Le 18 avril 2017, M. [K] [U] a été embauché en qualité de préventeur selon un contrat de travail à durée indéterminée par la SAS [11].
Le 29 août 2018, M. [U] a été victime d’un accident du travail en chutant lors de la descente d’un pylône. Il a été placé en arrêt de travail jusqu’au 30 novembre 2019 puis placé en mi-temps thérapeutique du 1er décembre 2019 au 6 février 2020.
Du 7 février 2020 au 31 janvier 2021, M. [U] a de nouveau été placé en arrêt de travail.
Il a repris ses fonctions le 1er février 2021dans le cadre d’un mi-temps thérapeutique.
Le 17 février 2021, à la suite de sa visite de reprise, le médecin du travail a indiqué : « Peut reprendre son poste avec les préconisations suivantes : le médecin du travail conseille à l’employeur de mettre en place le poste aménagé suivant : même poste mais sans ascension de pylônes. ».
Le même jour, l’employeur a informé le médecin du travail que les préconisations émises ne pouvaient pas être mise en place au sein de l’entreprise dans la mesure où « les visites ne nécessitant pas d’ascension ne sont pas en quantité suffisante pour fournir un travail à temps plein à M. [U] ».
Le 9 mars 2021, le salarié a été revu par le médecin du travail qui a conclu à l’inaptitude du salarié dans les termes suivants : « Inapte au poste actuel. Pas de travail en hauteur.
Reclassement à prévoir s’inscrivant dans les recommandations suivantes : pas de travail en hauteur, pas de travail avec ascension, pas de travail avec port de charge au-dessus des épaules + pas de travail au-dessus du plan des épaules.
Décision d’inaptitude prise en une seule visite d’inaptitude ».
Le 12 mars 2021, le comité social et économique de la société a conclu à l’impossibilité de reclasser le salarié au sein du groupe.
Par lettre recommandée avec avis de réception du 12 mars 2021, M. [U] a été convoqué à un entretien préalable à son licenciement fixé le 23 mars 2021.

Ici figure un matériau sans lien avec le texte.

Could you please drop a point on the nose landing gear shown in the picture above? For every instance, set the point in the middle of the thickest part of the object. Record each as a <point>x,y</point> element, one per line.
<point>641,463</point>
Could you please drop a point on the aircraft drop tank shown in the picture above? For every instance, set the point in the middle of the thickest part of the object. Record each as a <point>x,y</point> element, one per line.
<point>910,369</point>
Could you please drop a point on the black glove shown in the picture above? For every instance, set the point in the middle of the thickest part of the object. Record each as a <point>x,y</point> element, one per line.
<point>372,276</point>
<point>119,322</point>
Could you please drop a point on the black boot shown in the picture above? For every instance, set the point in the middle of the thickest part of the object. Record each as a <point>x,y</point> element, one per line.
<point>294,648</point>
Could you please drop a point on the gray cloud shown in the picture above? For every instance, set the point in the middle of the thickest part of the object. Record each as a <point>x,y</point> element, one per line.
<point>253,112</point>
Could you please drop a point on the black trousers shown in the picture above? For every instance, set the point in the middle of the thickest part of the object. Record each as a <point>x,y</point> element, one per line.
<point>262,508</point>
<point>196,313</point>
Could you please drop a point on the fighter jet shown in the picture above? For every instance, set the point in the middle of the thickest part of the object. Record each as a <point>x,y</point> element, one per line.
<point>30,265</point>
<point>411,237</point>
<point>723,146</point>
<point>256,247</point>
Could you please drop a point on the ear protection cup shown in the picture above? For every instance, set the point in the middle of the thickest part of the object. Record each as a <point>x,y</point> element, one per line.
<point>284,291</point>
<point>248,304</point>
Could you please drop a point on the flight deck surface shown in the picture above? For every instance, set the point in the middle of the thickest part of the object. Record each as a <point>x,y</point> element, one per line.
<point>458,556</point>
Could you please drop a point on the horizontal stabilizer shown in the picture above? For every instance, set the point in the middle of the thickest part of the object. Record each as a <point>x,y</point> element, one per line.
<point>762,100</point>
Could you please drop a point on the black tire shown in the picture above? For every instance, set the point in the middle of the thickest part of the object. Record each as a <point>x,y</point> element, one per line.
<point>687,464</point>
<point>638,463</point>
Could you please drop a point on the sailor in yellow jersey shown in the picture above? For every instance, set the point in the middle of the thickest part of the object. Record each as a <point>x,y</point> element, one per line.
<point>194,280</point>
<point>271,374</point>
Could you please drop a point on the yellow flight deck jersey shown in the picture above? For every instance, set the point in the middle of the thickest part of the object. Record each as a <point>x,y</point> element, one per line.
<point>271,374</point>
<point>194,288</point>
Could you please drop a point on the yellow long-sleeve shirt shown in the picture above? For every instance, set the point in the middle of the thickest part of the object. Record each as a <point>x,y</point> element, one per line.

Le 29 mars 2021, il s’est vu notifier son licenciement pour inaptitude suite à un accident de travail.
Par courrier du 16 juin 2021, M. [U] a reproché à la SAS [11] de n’avoir pas respecté son obligation de reclassement et a contesté son solde de tout compte.
***
Contestant la rupture de son contrat de travail, M. [U] a saisi le conseil de prud’hommes de Rennes par requête du 6 juillet 2021afin de voir essentiellement :
— juger son licenciement pour inaptitude à occuper son emploi de préventeur et en raison de l’impossibilité de le reclasser sans cause réelle et sérieuse du fait de la recherche d’un reclassement non effective avec une indemnité de 10 750 euros,
— juger la procédure de licenciement irrégulière, brutale et vexatoire avec sa réintégration ou une indemnité de 20 000 euros.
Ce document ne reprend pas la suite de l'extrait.